Recruitment of unsensitized circulating lymphocytes to sites of allogeneic cellular interactions.

The recruitment of indium-111-labeled unsensitized lymphocytes (ULs) from the circulation into healed subcutaneous urethane sponge implants inoculated with specifically sensitized T lymphocytes (SSLs) and allogeneic target cells was studied in mice. Intravenously injected ULs were preferentially recruited to the site of specific effector-target interaction. Preferential recruitment was demonstrable within 1 hr of i.v. injection and was maximal at 4 hr. The recruitment of ULs was proportional to the number of SSLs or targets injected into the sponge. Effector cells capable of mediating the recruitment of ULs when presented with the sensitizing alloantigenic cells are detectable early in mixed lymphocyte culture (MLC) prior to the development of strong cytotoxicity.
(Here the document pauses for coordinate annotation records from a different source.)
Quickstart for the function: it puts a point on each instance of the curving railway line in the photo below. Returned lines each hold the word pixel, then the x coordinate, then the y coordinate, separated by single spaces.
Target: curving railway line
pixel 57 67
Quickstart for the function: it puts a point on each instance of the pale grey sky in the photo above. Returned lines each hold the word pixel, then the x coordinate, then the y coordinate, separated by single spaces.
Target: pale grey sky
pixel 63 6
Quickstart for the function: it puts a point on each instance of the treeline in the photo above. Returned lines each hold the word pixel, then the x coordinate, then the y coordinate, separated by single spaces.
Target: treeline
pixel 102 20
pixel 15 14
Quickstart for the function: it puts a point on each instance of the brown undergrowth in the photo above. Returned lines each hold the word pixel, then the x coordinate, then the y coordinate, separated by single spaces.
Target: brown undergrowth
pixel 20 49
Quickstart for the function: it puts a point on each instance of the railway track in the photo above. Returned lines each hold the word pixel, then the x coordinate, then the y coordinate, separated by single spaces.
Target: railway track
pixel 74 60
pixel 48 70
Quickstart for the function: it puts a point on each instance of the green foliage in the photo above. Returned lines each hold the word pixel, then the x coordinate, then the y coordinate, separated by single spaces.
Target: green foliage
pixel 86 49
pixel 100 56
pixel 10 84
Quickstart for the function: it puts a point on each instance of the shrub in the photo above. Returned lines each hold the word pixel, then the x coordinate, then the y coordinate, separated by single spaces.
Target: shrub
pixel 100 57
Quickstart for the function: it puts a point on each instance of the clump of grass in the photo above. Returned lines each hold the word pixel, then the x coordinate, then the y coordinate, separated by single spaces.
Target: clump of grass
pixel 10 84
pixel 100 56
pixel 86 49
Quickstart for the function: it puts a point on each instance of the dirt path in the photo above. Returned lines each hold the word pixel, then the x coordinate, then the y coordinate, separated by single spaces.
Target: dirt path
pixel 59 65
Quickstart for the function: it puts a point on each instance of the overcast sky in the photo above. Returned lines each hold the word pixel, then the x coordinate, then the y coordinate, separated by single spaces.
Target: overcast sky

Furthermore, effector cells can be generated in MLC between H-2 identical but Mls-disparate strains in which a proliferative response occurs, but few cytotoxic cells develop. Depletion of Lyt-2+ cells from day 5 MLC abrogates cytotoxicity, but the capacity of the remaining cells to mediate recruitment is not changed. In contrast, depletion of Lyt-1+ cells does not alter cytotoxicity, but significantly reduces recruitment mediated by the remaining sensitized cells. These results suggest that recruitment of circulating lymphocytes to the site of an allograft response is mediated by an immunologicaly specific interaction between SSLs and alloantigen. These SSLs may be proliferating noncytotoxic lymphocytes or cytotoxic T lymphocytes. The capacity of a specific immune interaction at the allograft site to recruit circulating lymphocytes may be a rapid and potentially important mechanism of immune amplification in allograft rejection.